- Flag
- Kalu Khan
- Coordinates: 34°13′0″N 72°18′0″E﻿ / ﻿34.21667°N 72.30000°E
- Country: Pakistan
- Province: Khyber-Pakhtunkhwa
- District: Razzar, Swabi District
- Elevation: 317 m (1,040 ft)

Population
- • Total: 39,432

= Kalu Khan =

Kalu Khan is a village located between Shawwa-Adda and Adina village on the main Mardan–Swabi road in Khyber–Pakhtunkhwa province of Pakistan.

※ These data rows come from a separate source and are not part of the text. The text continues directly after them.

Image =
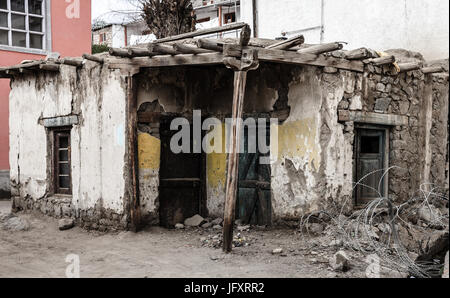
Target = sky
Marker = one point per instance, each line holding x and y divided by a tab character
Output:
106	9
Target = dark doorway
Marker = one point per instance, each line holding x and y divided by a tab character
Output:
182	183
370	154
253	204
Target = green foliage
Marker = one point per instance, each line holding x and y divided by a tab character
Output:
99	48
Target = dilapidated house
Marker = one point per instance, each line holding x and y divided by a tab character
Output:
90	138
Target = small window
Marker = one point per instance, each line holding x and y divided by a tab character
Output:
22	23
62	163
230	18
204	20
370	144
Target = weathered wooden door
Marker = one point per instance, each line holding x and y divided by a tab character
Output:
253	204
370	156
181	192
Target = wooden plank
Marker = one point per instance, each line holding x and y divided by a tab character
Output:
404	67
49	67
94	58
119	52
358	54
308	59
162	49
202	32
72	62
161	61
381	60
322	48
185	49
240	78
209	45
287	44
372	118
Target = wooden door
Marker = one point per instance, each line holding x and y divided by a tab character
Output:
181	191
253	205
370	156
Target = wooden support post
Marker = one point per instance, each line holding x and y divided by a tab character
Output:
248	61
287	44
322	48
133	165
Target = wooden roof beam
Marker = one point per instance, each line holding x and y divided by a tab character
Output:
321	49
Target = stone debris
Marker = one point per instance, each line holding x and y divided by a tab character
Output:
66	224
340	261
179	226
194	221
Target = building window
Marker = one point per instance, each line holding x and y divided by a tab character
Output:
22	23
204	20
62	165
230	18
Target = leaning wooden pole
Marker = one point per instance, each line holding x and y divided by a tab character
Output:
240	78
247	61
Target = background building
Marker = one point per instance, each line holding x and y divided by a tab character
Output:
417	25
31	29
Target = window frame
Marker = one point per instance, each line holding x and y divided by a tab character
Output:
46	28
56	133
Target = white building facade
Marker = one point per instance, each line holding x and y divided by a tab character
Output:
417	25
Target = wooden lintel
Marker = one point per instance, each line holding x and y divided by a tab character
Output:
372	118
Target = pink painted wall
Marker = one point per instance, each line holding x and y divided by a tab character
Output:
70	37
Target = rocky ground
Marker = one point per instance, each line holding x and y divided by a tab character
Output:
32	245
40	250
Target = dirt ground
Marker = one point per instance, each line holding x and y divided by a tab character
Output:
157	252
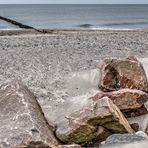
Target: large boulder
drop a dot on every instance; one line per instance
(129, 101)
(22, 122)
(84, 125)
(122, 73)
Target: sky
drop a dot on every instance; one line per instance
(73, 1)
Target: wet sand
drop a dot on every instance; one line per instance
(60, 67)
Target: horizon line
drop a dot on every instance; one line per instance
(76, 3)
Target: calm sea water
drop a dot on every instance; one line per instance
(77, 16)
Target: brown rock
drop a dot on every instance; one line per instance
(122, 73)
(129, 101)
(22, 122)
(82, 126)
(146, 131)
(135, 126)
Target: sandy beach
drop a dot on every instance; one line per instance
(61, 66)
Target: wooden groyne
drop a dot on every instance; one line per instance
(20, 25)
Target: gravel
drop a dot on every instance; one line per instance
(47, 63)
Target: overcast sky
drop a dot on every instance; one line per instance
(74, 1)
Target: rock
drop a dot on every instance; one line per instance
(146, 131)
(117, 139)
(135, 126)
(142, 134)
(129, 101)
(22, 122)
(70, 146)
(83, 126)
(122, 73)
(141, 144)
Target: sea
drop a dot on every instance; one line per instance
(99, 17)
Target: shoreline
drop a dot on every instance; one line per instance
(45, 62)
(11, 32)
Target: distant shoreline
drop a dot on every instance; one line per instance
(52, 31)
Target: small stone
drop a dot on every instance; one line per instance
(118, 139)
(122, 73)
(135, 126)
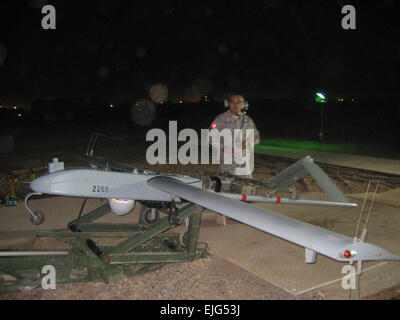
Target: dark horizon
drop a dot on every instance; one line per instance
(273, 49)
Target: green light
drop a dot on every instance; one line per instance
(320, 97)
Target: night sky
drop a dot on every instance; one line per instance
(273, 48)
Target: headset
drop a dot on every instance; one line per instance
(245, 104)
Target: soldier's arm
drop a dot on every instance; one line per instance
(251, 125)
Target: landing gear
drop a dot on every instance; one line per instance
(36, 217)
(150, 215)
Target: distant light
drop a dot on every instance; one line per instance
(320, 97)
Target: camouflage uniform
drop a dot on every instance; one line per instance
(228, 121)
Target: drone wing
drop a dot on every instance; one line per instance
(314, 239)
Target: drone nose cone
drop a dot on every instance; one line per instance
(41, 184)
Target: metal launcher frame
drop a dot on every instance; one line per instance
(141, 249)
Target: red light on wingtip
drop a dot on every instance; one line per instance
(347, 254)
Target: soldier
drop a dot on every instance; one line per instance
(232, 119)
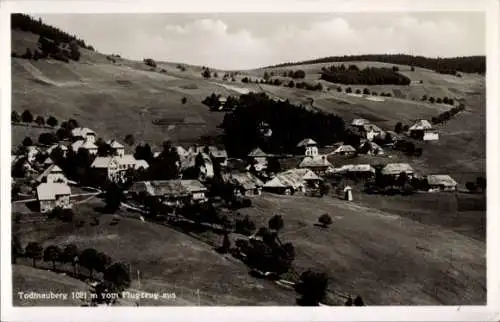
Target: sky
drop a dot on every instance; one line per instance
(252, 40)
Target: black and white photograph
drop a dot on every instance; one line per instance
(262, 159)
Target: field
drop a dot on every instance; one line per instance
(387, 258)
(424, 249)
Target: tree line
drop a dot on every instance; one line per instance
(449, 65)
(289, 124)
(352, 75)
(27, 23)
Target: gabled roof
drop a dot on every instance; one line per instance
(441, 179)
(82, 132)
(48, 191)
(315, 162)
(359, 122)
(51, 169)
(115, 144)
(306, 142)
(421, 125)
(257, 152)
(344, 148)
(242, 179)
(396, 168)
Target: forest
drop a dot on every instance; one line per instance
(352, 75)
(289, 125)
(449, 65)
(27, 23)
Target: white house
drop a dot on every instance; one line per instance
(53, 174)
(51, 195)
(309, 147)
(83, 133)
(118, 148)
(87, 145)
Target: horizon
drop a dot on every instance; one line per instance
(243, 41)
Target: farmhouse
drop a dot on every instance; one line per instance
(169, 192)
(370, 148)
(51, 195)
(293, 180)
(371, 131)
(83, 133)
(359, 122)
(438, 182)
(319, 164)
(258, 158)
(53, 174)
(113, 168)
(117, 148)
(218, 155)
(356, 170)
(308, 147)
(86, 145)
(63, 148)
(423, 130)
(243, 183)
(395, 169)
(345, 150)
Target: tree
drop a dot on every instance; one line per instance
(70, 254)
(398, 128)
(481, 183)
(325, 220)
(245, 226)
(471, 186)
(52, 254)
(52, 121)
(129, 139)
(27, 141)
(276, 223)
(27, 117)
(39, 120)
(16, 249)
(34, 251)
(118, 275)
(312, 287)
(88, 259)
(206, 73)
(14, 117)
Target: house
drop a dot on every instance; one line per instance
(292, 181)
(52, 194)
(117, 148)
(356, 170)
(169, 192)
(86, 145)
(53, 174)
(439, 182)
(113, 168)
(345, 150)
(63, 148)
(243, 183)
(423, 130)
(371, 131)
(218, 155)
(308, 147)
(359, 122)
(370, 148)
(258, 158)
(395, 169)
(83, 133)
(319, 164)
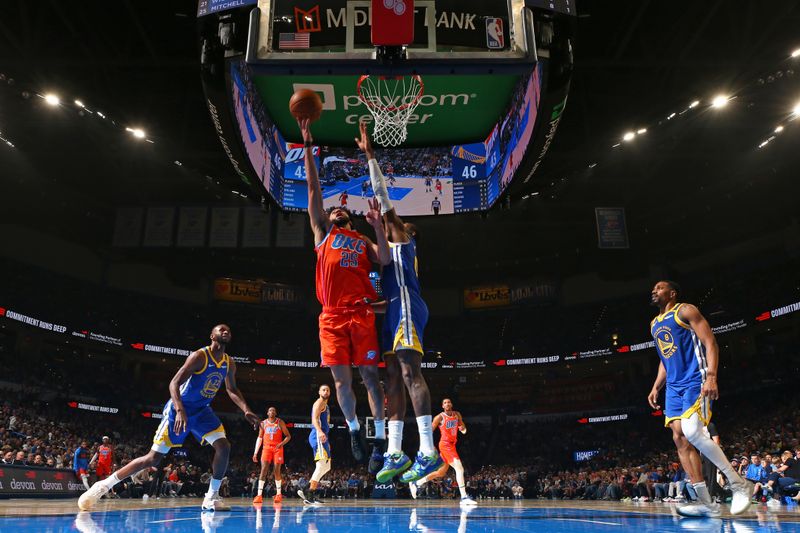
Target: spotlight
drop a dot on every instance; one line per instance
(719, 101)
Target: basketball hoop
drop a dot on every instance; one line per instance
(390, 101)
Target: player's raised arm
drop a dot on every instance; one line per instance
(394, 225)
(316, 213)
(193, 364)
(436, 421)
(462, 427)
(692, 316)
(286, 435)
(236, 395)
(378, 252)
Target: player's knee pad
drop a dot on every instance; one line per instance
(692, 428)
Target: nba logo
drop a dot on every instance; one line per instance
(495, 40)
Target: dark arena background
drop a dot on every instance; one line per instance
(574, 169)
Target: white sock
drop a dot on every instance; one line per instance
(395, 436)
(696, 433)
(213, 486)
(702, 493)
(380, 429)
(425, 434)
(111, 480)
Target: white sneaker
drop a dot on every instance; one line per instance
(772, 502)
(91, 496)
(699, 510)
(214, 503)
(741, 498)
(466, 501)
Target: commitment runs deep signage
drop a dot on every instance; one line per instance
(23, 481)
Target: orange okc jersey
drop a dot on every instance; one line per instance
(448, 428)
(343, 267)
(270, 432)
(105, 455)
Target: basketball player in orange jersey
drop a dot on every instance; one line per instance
(188, 410)
(273, 435)
(449, 423)
(347, 332)
(105, 459)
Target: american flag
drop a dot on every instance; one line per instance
(294, 40)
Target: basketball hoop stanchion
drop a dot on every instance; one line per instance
(391, 100)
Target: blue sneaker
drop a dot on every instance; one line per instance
(393, 465)
(424, 465)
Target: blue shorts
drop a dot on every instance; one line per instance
(201, 422)
(403, 325)
(684, 401)
(321, 450)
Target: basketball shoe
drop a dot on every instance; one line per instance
(424, 465)
(394, 464)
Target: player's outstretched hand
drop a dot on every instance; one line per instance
(374, 214)
(652, 399)
(364, 143)
(305, 129)
(253, 419)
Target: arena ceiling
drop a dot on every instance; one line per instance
(688, 185)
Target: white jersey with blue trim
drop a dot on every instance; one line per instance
(400, 281)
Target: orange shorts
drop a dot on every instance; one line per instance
(348, 337)
(448, 452)
(271, 454)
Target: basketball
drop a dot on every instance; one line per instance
(305, 103)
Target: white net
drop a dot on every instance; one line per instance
(391, 101)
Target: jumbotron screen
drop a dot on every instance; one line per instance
(433, 180)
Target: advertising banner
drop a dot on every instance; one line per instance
(28, 481)
(612, 232)
(158, 228)
(487, 297)
(237, 290)
(192, 223)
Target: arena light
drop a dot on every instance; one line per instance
(719, 101)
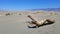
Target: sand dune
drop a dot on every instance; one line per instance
(15, 23)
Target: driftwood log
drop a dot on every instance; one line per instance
(39, 23)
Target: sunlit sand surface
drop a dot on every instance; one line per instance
(16, 23)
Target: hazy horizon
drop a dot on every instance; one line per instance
(28, 4)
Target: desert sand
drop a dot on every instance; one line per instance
(16, 22)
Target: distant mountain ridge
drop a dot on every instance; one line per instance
(48, 9)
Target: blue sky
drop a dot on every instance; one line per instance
(28, 4)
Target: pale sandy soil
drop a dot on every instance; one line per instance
(16, 24)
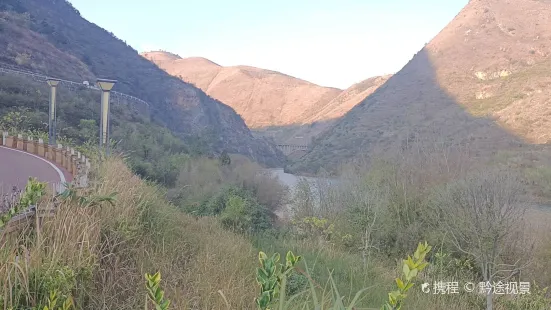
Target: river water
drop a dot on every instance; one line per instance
(291, 181)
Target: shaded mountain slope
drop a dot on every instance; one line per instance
(482, 81)
(51, 37)
(287, 109)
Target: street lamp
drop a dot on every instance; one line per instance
(52, 113)
(105, 86)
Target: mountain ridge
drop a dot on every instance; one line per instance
(483, 80)
(286, 108)
(47, 37)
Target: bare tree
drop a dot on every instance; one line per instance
(483, 213)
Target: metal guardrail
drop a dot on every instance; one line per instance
(9, 69)
(75, 163)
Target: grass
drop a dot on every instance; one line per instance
(106, 251)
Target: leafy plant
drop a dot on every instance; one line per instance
(272, 277)
(52, 302)
(34, 190)
(154, 292)
(410, 270)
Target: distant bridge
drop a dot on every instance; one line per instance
(289, 148)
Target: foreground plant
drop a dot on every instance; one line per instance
(272, 277)
(410, 270)
(154, 293)
(52, 302)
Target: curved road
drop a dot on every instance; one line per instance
(16, 167)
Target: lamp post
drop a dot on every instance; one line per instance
(105, 86)
(52, 112)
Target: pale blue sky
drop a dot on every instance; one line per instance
(332, 43)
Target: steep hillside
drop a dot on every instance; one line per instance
(490, 66)
(51, 37)
(287, 109)
(261, 97)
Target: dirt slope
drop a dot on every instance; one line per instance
(491, 60)
(290, 110)
(50, 37)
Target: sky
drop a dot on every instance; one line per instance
(332, 43)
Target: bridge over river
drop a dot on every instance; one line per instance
(290, 148)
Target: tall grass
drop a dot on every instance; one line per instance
(99, 254)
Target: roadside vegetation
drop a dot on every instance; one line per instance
(344, 246)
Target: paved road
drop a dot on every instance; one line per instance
(16, 167)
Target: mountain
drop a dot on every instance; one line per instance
(50, 37)
(262, 97)
(290, 110)
(317, 121)
(484, 80)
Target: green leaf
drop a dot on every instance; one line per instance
(400, 283)
(405, 270)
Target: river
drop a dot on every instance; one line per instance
(291, 181)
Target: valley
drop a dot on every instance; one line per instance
(239, 187)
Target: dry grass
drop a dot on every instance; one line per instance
(110, 248)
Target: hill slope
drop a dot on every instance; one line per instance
(285, 108)
(318, 120)
(491, 60)
(261, 97)
(52, 38)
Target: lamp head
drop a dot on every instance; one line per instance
(106, 85)
(53, 82)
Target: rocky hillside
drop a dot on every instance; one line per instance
(285, 108)
(261, 97)
(484, 80)
(50, 37)
(317, 121)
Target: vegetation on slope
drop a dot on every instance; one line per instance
(298, 110)
(154, 151)
(489, 63)
(51, 37)
(205, 243)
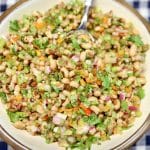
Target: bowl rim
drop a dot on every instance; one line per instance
(124, 145)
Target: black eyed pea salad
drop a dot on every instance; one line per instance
(69, 89)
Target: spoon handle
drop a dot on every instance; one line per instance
(88, 4)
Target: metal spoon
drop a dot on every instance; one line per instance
(82, 27)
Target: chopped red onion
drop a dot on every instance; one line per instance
(107, 98)
(47, 70)
(92, 130)
(132, 108)
(76, 58)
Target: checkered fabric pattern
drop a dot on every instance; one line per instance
(143, 6)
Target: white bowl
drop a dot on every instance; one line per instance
(22, 139)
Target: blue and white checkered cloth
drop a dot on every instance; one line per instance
(143, 6)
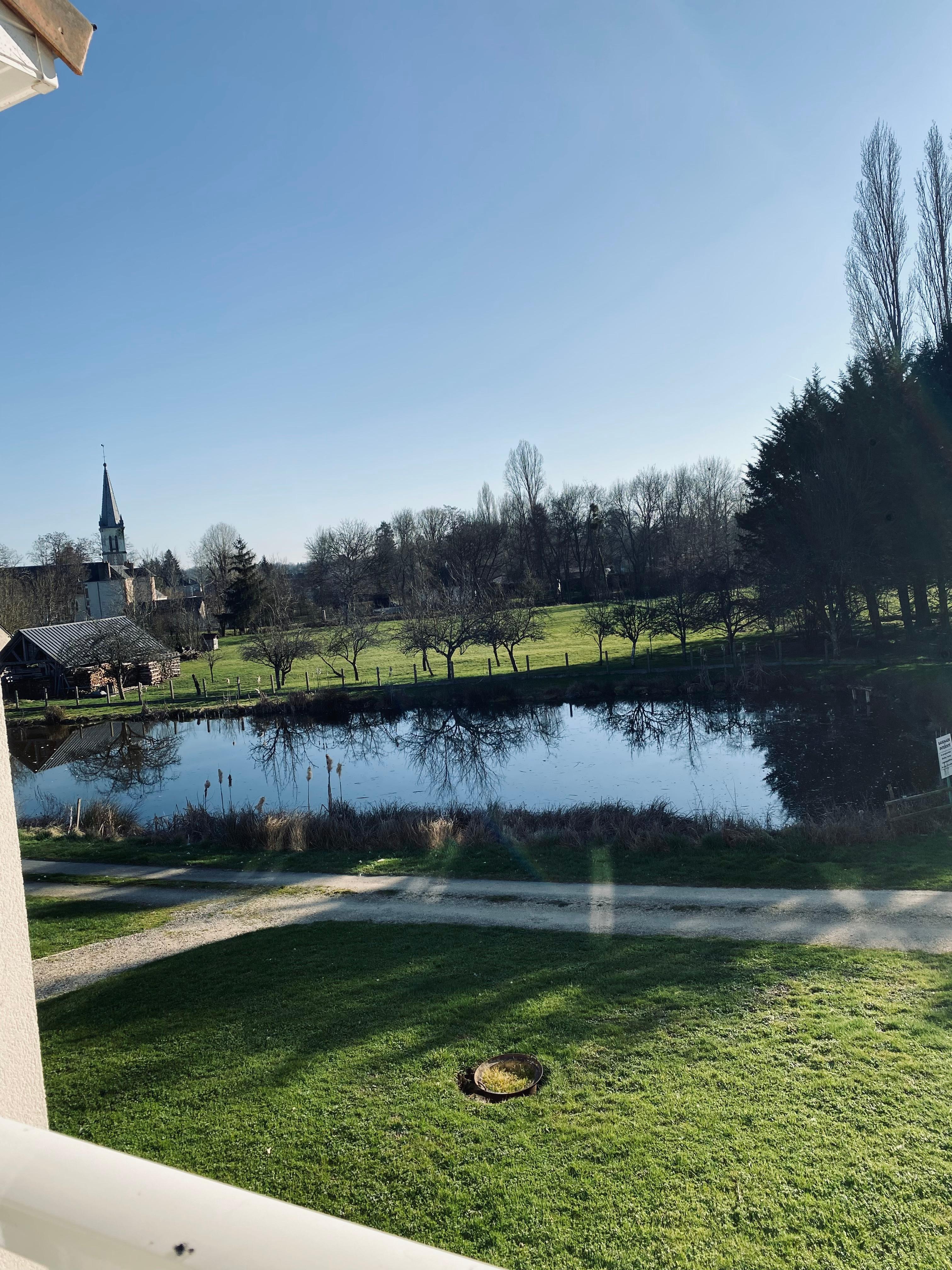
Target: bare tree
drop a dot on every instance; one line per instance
(598, 621)
(511, 623)
(526, 475)
(279, 646)
(212, 655)
(879, 298)
(631, 620)
(120, 647)
(56, 583)
(347, 639)
(342, 561)
(445, 621)
(280, 641)
(933, 280)
(526, 482)
(214, 554)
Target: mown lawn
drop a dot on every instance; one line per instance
(915, 861)
(397, 667)
(706, 1104)
(58, 925)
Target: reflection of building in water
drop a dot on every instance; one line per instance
(41, 751)
(118, 758)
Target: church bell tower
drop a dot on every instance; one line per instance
(112, 529)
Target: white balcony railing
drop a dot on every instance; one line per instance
(70, 1206)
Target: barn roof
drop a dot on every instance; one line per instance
(74, 644)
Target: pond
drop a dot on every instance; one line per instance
(780, 760)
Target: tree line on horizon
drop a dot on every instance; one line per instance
(843, 512)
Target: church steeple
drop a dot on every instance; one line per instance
(112, 529)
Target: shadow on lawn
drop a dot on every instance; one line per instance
(263, 1011)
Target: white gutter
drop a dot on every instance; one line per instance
(26, 61)
(71, 1206)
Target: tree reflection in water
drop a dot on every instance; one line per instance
(450, 748)
(681, 724)
(284, 748)
(469, 747)
(138, 758)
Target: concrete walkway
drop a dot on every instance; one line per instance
(920, 920)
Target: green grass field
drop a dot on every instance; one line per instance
(58, 925)
(395, 667)
(706, 1104)
(915, 861)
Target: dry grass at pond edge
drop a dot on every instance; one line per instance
(397, 828)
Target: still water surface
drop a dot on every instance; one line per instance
(780, 760)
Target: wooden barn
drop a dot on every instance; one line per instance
(86, 656)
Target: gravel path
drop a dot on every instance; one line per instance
(850, 919)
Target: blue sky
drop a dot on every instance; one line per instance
(319, 260)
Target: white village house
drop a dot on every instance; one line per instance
(113, 585)
(69, 1204)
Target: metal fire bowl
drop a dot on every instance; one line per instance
(527, 1060)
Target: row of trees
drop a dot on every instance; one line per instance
(644, 536)
(845, 507)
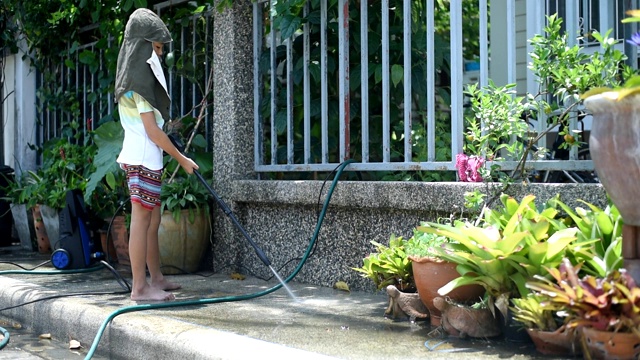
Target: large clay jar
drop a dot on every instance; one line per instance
(614, 146)
(120, 236)
(182, 244)
(430, 275)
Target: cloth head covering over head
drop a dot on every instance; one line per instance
(133, 72)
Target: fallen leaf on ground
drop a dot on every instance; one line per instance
(237, 276)
(341, 285)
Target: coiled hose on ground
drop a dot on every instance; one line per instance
(295, 272)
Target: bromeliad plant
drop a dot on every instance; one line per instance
(604, 225)
(513, 244)
(610, 303)
(389, 265)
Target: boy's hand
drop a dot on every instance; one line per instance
(188, 165)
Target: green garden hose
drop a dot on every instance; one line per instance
(5, 339)
(142, 307)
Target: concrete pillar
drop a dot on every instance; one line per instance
(19, 113)
(232, 116)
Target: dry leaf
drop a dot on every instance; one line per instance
(341, 285)
(237, 276)
(74, 344)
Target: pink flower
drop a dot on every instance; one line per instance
(468, 167)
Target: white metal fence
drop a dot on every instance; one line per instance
(306, 135)
(80, 82)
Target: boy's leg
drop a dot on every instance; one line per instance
(153, 254)
(138, 248)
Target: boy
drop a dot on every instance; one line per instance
(143, 104)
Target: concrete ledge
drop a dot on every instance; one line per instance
(158, 334)
(281, 217)
(401, 195)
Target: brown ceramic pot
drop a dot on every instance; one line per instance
(558, 342)
(614, 145)
(120, 236)
(611, 345)
(108, 247)
(430, 275)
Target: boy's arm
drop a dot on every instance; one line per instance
(161, 139)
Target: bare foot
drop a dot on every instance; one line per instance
(165, 284)
(150, 293)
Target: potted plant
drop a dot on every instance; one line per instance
(66, 166)
(431, 272)
(605, 309)
(545, 327)
(507, 248)
(613, 142)
(185, 226)
(16, 194)
(389, 267)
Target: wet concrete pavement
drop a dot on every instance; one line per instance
(321, 323)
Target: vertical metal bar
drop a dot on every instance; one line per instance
(343, 54)
(364, 77)
(573, 31)
(511, 41)
(274, 130)
(456, 78)
(406, 17)
(431, 84)
(324, 97)
(386, 128)
(535, 25)
(307, 88)
(484, 43)
(607, 15)
(182, 79)
(290, 154)
(93, 89)
(194, 112)
(258, 28)
(109, 101)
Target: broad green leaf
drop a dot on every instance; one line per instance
(397, 73)
(513, 222)
(108, 138)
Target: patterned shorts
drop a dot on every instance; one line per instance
(144, 185)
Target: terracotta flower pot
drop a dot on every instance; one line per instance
(120, 237)
(430, 275)
(611, 345)
(182, 244)
(108, 247)
(559, 342)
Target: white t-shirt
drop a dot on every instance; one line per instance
(137, 148)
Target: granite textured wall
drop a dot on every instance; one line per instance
(281, 216)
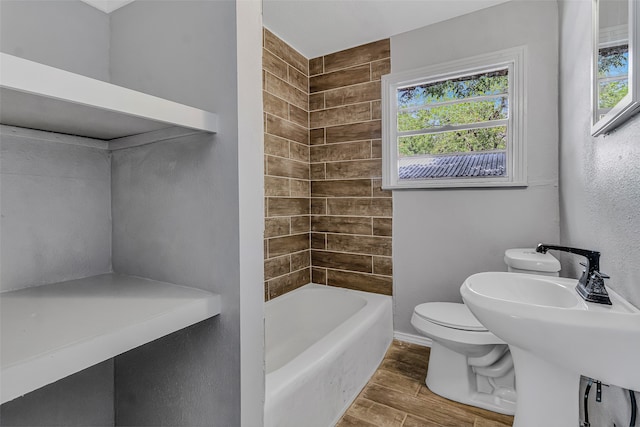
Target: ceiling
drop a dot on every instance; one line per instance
(318, 27)
(107, 6)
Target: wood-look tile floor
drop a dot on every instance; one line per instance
(396, 396)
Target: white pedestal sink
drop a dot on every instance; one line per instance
(554, 337)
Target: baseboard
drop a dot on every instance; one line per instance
(412, 339)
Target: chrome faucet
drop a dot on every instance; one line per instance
(591, 284)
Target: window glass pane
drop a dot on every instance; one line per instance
(454, 114)
(490, 83)
(611, 92)
(461, 141)
(484, 164)
(613, 61)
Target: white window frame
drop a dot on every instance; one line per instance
(516, 156)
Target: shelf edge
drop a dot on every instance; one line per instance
(27, 76)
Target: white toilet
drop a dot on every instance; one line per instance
(468, 363)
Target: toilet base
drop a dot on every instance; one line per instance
(450, 376)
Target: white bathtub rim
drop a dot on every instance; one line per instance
(368, 378)
(280, 380)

The people of the area belong to the Mandanr-Yousafzai (Isapzai in Pashto) branch of Afghans through mythical confederation patriarch Mand and his sons. The village is eponymous to the 16th century ruling chief of the region, Kalu Khan Yousafzai, an Afghan warrior who annihilated 8,000-50,000 troops of Emperor Akbar at the Karakar Pass in 1586 during the Afghan-Mughal wars, one of the greatest Mughal defeats in history.

Kalu Khan was upgraded to the status of Tehsil Headquarters of District Swabi during the ANP (Awami National Party/ملي اولسي ګوند) government term in the province between 2008 and 2013.

It is located at 34°13'0N 72°18'0E with an altitude of 317 meters (1043 feet).